US and Iran will not join in

Two large oil producing countries will not join the production freeze agreement, namely the US and Iran (Figure 2). In the US, there is not just one or a few oil producers who can be told to freeze or cut oil production. Instead, there are hundreds of smaller oil producers who will continue to produce oil as long as this is economically viable. And this is the case at ever lower oil prices now that producers are critically considering production costs, and production efficiency has increased. Nevertheless, it takes quite some effort to keep production at current levels, let alone intensify it. As a result, the low oil price has also triggered a stabilisation of US oil production.

Iran will also refrain from joining the agreement. Far before it reached a deal with several western countries regarding its nuclear programme, Iran indicated that it will attempt to restore its production to pre-sanction levels as soon as possible. This means the country will try to increase its production by at least another 600,000 barrels/day. Iran has clearly signalled that it will try to regain all the market share it lost in recent years, and that the low oil price is mainly a problem that was created by other oil producers. Its efforts to regain its lost market share mean Iran is placing responsibility for solving the oversupply problem with the other oil producers who increased output, and did so partly at the expense of Iran. Nevertheless, the boost in Iranian oil production is fully priced in and could only disappoint if Iran cannot meet these market expectations.

Downside risks due to refinery maintenance

Still, there are downside risks to an upward correction of the oil price. Obviously, the oversupply of oil continues to hang over the market, which limits the upside potential. Nevertheless, we must keep in mind how oil prices have developed in recent months. Even after a recovery towards USD 40/bbl or somewhat higher, oil prices are still significantly lower compared to eighteen months ago.
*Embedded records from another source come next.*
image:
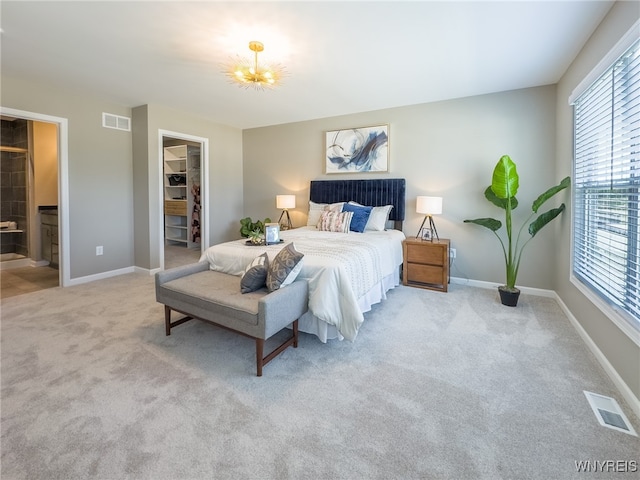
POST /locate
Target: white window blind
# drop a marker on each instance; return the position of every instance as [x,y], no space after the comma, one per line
[606,253]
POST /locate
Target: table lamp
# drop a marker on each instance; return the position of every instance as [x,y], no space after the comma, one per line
[285,202]
[429,206]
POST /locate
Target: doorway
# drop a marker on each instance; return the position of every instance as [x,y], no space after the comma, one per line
[40,162]
[183,192]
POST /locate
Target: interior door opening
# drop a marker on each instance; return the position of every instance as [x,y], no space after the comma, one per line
[182,199]
[33,170]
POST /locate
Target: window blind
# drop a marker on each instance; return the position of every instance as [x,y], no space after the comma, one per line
[606,253]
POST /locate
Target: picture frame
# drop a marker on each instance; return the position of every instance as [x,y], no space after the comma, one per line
[272,233]
[357,150]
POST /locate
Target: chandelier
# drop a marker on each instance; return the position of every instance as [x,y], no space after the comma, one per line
[247,72]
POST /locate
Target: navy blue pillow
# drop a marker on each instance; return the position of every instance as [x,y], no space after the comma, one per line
[360,216]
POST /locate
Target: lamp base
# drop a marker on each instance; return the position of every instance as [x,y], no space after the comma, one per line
[288,225]
[432,229]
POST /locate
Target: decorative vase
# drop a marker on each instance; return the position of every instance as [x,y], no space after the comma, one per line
[509,296]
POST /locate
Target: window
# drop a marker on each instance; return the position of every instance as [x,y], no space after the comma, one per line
[606,186]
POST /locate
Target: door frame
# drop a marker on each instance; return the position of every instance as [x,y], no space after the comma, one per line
[204,187]
[64,270]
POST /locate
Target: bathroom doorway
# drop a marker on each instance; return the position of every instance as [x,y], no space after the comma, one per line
[33,171]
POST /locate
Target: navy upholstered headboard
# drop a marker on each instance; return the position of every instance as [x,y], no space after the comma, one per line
[372,192]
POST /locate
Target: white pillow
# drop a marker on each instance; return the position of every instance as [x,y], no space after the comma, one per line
[315,209]
[377,218]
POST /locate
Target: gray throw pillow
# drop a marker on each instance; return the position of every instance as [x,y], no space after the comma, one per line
[284,268]
[255,275]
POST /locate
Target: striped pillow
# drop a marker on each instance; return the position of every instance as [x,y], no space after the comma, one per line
[335,221]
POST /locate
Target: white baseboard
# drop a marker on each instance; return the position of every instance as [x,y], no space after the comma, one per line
[620,384]
[100,276]
[624,389]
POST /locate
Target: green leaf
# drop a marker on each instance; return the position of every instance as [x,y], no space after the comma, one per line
[505,181]
[490,223]
[499,202]
[550,193]
[543,219]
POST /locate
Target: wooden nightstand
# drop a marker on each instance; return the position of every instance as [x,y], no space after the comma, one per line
[426,264]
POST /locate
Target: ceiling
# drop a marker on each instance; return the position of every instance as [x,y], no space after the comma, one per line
[340,57]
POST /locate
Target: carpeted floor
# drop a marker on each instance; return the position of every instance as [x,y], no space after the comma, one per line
[435,386]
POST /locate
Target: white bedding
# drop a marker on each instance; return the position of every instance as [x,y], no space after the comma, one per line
[347,272]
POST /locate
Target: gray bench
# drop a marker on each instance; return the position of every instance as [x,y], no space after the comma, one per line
[197,292]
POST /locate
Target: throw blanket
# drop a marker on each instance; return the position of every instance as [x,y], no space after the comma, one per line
[340,268]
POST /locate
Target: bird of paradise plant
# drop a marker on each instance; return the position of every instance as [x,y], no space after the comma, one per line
[502,193]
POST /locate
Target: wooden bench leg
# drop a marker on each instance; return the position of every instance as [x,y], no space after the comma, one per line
[167,320]
[262,361]
[259,353]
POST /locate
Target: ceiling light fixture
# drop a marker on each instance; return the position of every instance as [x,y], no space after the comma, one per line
[249,73]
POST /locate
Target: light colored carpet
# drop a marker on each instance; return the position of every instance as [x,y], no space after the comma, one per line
[435,386]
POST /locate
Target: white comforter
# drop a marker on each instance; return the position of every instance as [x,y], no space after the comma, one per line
[340,268]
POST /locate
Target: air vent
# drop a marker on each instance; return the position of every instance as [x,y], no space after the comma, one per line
[110,120]
[609,413]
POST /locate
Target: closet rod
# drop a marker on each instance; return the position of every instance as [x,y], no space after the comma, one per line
[13,149]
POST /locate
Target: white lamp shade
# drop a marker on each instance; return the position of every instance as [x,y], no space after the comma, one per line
[285,201]
[429,205]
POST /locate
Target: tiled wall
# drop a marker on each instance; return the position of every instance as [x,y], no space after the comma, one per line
[13,179]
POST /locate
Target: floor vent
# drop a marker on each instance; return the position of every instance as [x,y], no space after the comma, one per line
[109,120]
[609,413]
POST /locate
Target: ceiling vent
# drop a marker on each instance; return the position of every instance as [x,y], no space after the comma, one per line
[109,120]
[609,413]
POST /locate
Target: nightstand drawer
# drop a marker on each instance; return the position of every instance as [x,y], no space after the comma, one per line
[430,256]
[425,274]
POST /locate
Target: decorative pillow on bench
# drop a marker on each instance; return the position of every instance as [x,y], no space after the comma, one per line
[284,269]
[255,275]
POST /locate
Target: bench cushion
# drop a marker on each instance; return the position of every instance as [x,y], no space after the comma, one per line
[216,293]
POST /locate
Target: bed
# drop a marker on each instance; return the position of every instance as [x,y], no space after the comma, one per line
[347,272]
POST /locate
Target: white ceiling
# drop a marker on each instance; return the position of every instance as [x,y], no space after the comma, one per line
[341,57]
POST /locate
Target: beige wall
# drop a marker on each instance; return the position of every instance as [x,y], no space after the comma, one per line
[621,352]
[107,189]
[447,149]
[224,206]
[100,181]
[45,163]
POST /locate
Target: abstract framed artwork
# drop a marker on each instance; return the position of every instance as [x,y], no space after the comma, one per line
[357,150]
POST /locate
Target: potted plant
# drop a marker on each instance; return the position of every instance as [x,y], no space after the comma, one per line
[253,230]
[502,193]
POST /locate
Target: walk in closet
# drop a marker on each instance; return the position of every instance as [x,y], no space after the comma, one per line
[182,207]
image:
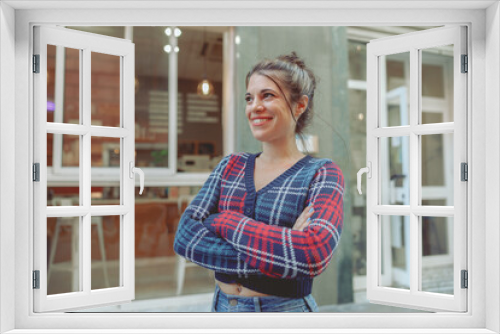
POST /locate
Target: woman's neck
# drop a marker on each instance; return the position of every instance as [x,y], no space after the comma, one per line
[279,153]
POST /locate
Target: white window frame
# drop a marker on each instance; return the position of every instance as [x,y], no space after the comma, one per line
[379,211]
[84,296]
[483,101]
[154,176]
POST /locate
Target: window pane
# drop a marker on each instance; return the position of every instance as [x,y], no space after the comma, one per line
[105,241]
[63,260]
[394,93]
[105,179]
[437,83]
[394,168]
[357,60]
[151,96]
[63,84]
[437,254]
[200,125]
[437,167]
[69,155]
[395,252]
[105,89]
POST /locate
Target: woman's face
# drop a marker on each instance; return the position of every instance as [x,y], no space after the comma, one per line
[267,110]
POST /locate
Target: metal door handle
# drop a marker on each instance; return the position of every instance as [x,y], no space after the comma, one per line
[367,170]
[134,170]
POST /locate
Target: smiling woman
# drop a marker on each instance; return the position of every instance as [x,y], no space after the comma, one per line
[270,221]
Another factor is the start of the maintenance season at refineries. During the traditional switch from winter to summer production, refineries shut down to perform maintenance. However, last year in particular, refineries postponed most maintenance due to good margins, which means this year’s maintenance round will definitely take place. As a result, the demand for oil will be temporarily lower, which may result in a) pressure on oil prices due to lower demand and/or b) a further increase in oil supplies while storage capacity is starting to become scarce in certain locations. In addition, these high crude inventories could again dampen upward price potential, or even trigger new downward pressure on oil prices. Either way, direction will be set by the news headlines and can change from day to day. For now, the only certainty regarding oil prices remains their continuous high volatility.

US natural gas tests 2015 lows

US Henry Hub natural gas prices touched a new record low of USD 1.682/mmBtu. The combination of low oil prices, a mild winter (and therefore low demand), relatively high inventories and a minimal decline in gas production continue to add pressure to natural gas prices. These same reasons are also behind the significant price drop for the Transfer Title Facility (TTF – NL), National Balancing Point (NBP – UK) and LNG. As regards TTF, geopolitical tensions between Russia and Ukraine – which would have supported TTF prices –which would have supported TTF prices. Experience shows that a recovery in natural gas prices can develop quickly from the moment a rise in demand is noted. For Henry Hub in particular, the current level of low prices is not sustainable due to higher production costs. In addition, our expectation of an oil price recovery could give some support to natural gas prices. For TTF an upward price recovery would make sense, even within the longer-term downward trend. Nevertheless, it remains very difficult to predict gas prices due to their significant dependence on weather-related events and news.